Authorizing a datashare to be shared with another account

After creating a datashare on the producer and adding objects to it, you might want to share it with another AWS account. Authorizing a datashare for another account to use is a secondary security process that must be performed on the producer by a data-security administrator. It authorizes a datashare for consumption by the consumer account. You can authorize a datashare to another account for read-only purposes or for reads and writes. If authorized for writes, the account is allowed the write privileges granted to the datashare. If not, only the read privileges granted to the datashare are available. For more information on how to do this, see Authorizing datashares for writes as the producer security administrator (preview).

Associating a datashare from another account as the consumer

If the datashare is sourced from another account, you must associated it with specific clusters or namespaces in your account before it can be used with those clusters or namespaces. You can associate it with all namespaces in an account, all namespaces in specific regions in the account, or specific namespaces in the account. You can choose whether or not a namespace is allowed read-only access or allowed read and write access. If associated for writes, the associated clusters and Serverless namespaces are allowed the write privileges granted to the datashare. If not, only the read privileges granted to the datashare are available. For more information on how to do this, see Associating shared data as the consumer data security administrator (preview).

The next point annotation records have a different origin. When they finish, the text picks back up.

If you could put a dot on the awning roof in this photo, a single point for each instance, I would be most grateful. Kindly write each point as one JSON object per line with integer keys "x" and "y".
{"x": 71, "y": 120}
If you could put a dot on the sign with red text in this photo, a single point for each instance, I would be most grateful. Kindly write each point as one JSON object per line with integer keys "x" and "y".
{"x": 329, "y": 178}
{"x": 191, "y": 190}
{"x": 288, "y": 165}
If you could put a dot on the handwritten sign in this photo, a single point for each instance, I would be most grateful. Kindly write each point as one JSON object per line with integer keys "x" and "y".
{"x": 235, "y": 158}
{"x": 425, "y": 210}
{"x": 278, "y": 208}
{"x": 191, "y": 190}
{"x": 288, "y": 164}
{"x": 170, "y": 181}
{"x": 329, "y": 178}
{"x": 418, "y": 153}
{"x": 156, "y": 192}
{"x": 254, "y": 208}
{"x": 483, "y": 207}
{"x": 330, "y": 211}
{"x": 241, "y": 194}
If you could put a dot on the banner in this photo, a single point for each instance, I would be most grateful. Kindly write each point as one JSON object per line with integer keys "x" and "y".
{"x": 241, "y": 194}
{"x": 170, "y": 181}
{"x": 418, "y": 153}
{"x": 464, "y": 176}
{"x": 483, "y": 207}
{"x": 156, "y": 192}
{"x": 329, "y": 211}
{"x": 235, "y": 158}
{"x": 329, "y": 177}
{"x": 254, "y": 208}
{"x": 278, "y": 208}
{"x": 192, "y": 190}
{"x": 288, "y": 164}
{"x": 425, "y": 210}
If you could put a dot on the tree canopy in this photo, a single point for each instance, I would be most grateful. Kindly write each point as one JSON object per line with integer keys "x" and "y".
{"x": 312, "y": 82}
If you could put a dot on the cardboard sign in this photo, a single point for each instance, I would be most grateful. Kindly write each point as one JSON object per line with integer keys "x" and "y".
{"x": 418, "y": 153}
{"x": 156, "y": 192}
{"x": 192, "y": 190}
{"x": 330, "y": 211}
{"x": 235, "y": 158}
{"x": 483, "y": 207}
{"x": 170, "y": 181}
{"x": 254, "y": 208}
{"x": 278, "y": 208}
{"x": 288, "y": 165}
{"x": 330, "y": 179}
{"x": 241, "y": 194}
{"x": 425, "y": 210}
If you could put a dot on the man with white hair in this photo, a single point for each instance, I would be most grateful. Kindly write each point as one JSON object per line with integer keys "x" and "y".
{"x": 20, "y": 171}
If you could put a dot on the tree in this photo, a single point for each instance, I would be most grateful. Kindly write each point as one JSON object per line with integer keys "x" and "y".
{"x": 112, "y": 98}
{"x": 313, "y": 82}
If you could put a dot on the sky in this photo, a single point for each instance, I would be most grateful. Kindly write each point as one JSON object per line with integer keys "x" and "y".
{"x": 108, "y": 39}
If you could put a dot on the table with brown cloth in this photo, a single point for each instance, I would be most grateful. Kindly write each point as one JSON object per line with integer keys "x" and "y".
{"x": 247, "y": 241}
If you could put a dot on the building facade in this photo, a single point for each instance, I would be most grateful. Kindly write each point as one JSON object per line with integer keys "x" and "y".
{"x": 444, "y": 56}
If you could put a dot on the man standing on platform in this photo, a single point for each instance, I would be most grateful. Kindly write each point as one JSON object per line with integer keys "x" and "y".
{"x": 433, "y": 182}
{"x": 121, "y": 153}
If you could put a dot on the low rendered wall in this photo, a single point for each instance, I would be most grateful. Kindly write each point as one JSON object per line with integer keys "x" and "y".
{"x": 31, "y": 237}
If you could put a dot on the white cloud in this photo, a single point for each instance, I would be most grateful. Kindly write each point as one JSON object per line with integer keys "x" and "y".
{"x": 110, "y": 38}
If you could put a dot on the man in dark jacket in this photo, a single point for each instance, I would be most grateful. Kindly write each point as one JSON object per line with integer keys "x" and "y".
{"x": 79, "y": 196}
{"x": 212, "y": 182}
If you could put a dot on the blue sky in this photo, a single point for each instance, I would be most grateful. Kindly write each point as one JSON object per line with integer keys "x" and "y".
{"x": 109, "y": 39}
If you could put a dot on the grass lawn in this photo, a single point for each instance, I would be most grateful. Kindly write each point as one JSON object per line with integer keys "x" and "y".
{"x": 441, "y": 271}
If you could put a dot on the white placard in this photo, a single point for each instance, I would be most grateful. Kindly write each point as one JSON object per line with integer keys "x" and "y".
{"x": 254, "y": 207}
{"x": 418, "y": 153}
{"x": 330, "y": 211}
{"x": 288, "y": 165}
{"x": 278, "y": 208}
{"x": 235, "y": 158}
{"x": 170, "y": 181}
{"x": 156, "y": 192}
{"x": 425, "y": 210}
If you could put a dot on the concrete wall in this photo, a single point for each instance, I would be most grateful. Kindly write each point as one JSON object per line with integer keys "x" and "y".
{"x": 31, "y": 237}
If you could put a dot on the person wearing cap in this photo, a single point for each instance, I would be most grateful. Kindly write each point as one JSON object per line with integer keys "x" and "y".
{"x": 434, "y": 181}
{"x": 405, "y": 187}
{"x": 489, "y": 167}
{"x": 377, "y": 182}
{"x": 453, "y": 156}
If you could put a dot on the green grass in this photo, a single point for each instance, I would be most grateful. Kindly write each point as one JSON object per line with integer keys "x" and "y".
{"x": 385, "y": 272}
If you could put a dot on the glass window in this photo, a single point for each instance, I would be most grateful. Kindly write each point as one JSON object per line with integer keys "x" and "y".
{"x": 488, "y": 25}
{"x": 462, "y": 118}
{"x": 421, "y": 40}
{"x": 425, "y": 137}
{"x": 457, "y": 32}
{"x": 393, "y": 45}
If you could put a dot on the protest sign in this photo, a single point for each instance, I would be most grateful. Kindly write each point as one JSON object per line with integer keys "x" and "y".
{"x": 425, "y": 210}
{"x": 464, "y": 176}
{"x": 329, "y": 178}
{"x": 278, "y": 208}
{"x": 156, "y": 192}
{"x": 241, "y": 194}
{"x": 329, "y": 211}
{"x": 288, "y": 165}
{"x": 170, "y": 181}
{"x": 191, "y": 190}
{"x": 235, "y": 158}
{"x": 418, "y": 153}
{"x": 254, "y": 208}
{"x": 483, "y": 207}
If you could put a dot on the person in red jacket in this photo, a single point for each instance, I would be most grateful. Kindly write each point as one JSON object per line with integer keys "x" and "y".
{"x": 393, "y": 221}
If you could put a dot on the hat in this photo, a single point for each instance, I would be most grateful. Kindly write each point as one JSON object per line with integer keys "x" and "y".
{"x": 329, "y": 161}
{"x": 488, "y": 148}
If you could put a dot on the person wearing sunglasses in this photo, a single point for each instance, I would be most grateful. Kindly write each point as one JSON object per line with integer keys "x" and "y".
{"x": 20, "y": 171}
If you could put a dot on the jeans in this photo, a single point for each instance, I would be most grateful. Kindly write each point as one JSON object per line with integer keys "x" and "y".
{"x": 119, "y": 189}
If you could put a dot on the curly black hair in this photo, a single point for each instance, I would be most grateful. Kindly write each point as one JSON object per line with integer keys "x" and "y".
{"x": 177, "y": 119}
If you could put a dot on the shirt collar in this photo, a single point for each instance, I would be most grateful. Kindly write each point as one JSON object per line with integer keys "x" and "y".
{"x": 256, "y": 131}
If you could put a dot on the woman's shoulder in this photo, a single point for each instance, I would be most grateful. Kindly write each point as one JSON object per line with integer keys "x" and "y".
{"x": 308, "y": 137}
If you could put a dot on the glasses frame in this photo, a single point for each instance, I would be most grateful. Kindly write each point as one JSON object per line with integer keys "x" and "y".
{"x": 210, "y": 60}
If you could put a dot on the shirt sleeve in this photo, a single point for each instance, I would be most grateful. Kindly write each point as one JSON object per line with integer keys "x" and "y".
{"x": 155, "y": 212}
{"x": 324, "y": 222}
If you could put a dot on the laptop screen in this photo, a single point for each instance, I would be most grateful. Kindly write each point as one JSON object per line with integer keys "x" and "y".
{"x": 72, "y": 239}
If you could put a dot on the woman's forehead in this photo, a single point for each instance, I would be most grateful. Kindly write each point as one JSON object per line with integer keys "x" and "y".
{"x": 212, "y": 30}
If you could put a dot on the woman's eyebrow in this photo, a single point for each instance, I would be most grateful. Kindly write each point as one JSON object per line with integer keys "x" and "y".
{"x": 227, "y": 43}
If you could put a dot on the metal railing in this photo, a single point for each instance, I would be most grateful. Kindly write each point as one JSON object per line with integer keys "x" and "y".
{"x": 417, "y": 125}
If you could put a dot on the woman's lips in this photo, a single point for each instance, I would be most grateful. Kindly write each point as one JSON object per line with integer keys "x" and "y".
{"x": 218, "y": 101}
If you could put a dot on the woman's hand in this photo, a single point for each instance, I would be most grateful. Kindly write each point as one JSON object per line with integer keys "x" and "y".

Permissions you can grant to datashares

Different object types and various permissions you can grant to them in a data sharing context.

Schemas:

  • USAGE

  • CREATE

Tables:

  • SELECT

  • INSERT

  • UPDATE

  • DELETE

  • TRUNCATE

  • DROP

  • REFERENCES

Functions:

  • EXECUTE

Enabling clusters or Serverless workgroups to query the datashare

This step assumes the datashare is originating from another cluster or Amazon Redshift Serverless namespace in your account, or it is coming from another account and has been associated with the namespace you are using.

  1. The consumer database administrator can create a database from the datashare.

    CREATE DATABASE my_ds_db [WITH PERMISSIONS] FROM DATASHARE my_datashare OF NAMESPACE 'abc123def';

    If you create a database WITH PERMISSIONS you can grant granular permissions on datashare objects to different users and roles. Without this, all users and roles granted USAGE permission on the datashare database are granted all permissions on all objects within the datashare database.

  2. The following shows how to grant permissions to a Redshift database user or role. You must be connected to a local database to run these statements. You cannot run these statements if you execute a USE command on the datashare database before running the grant statements.

    GRANT USAGE ON DATABASE my_ds_db TO ROLE data_eng; GRANT CREATE, USAGE ON SCHEMA my_ds_db.my_shared_schema TO ROLE data_eng; GRANT ALL ON ALL TABLES IN SCHEMA my_ds_db.my_shared_schema TO ROLE data_eng; GRANT USAGE ON DATABASE my_ds_db TO bi_user; GRANT USAGE ON SCHEMA my_ds_db.my_shared_schema TO bi_user; GRANT SELECT ON my_ds_db.my_shared_schema.table1 TO bi_user;

Writing to objects within a datashare

There are two ways to write to objects within a datashare.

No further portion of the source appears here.